The next day was a very long one travelwise. We left Fez around 8:30 for Assilah, a small fishing village on the Atlantic coast. The bus ride took forever, we didn't get to Assilah until 1:00. Before we got off our tour directors told us something that again painted the reality of life in Morocco- they told us that if we talked to anyone we should not tell them that we were going to Spain because of the probability that they would use us to get on the bus so that they could get out of the country. That said, once we got to Assilah we just kept to ourselves. They provided us with picnic lunches, so we headed straight for the beach. Assilah's coastline was very similar to Rabat's, only more beautiful and more dramatic. We ate our lunches on the rocks that sat high above the water and spent the afternoon exploring the coast and the village. The town itself was very pretty, much like the Medina in Rabat with the whitewashed and blue buildings. I saw two things I've never seen before - a herd of camels and a man with a monkey on a leash.

We left Assilah at 3:30 and headed to Tangiers to catch the ferry back to Spain. On the way there the tour directors warned us again in regards to the possibility that some Moroccans would be trying to sneak out of the country and into Spain and that it could get slightly hectic as we got closer to Tarifa. They weren't kidding - when we were about 30 minutes from Tangiers a group of younger teenage boys started running down the bus, jumped onto the back bumper, and hung onto the outside while the bus was moving full speed down the highway. Every now and then they would have to jump off because of a passing police officer, but the trend continued more or less the whole way there. At one point there were five boys hanging on the back of the bus. It was both absolutely insane and heartbreaking to witness to think of how tough life must be that they would be so desperate to get to Spain. From what we learned on the trip the immigration problems with Morocco and Spain are similar to those of Mexico and the United States.

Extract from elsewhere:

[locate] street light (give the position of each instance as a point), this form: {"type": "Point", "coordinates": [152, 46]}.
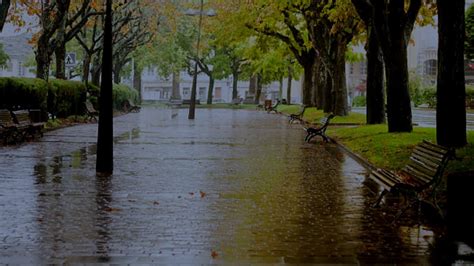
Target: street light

The trip back had multiple delays that added up and by the time we got back to Sevilla it was after 1:00 in the morning. All in all, the trip was incredible in every sense of the word and I am so glad that I went. It was one of the most eye-opening experiences of my life and though it sounds so cliche, it really demonstrated how many blessings I have in my life. I'm not sure if I would go back to Morocco or not but being there made me want to travel to Subsaharra Africa more than ever before. I was completley exhausted by the end of it all - let's just say I didn't make it to my 9:30 class on Monday morning.

Now I'm back in Sevilla and the weather is cold and rainy again, so everyone is pretty much spending their time being lazy, myself included. I'm going to Granada, another city in Southern Spain, this week through a trip that the UNC program arranges for everyone. My roommate, who is in a different track of the program, went a few weeks ago and had an incredible time so I'm really looking forward to it. I'll be back to update after that. Miss and love you all - adios!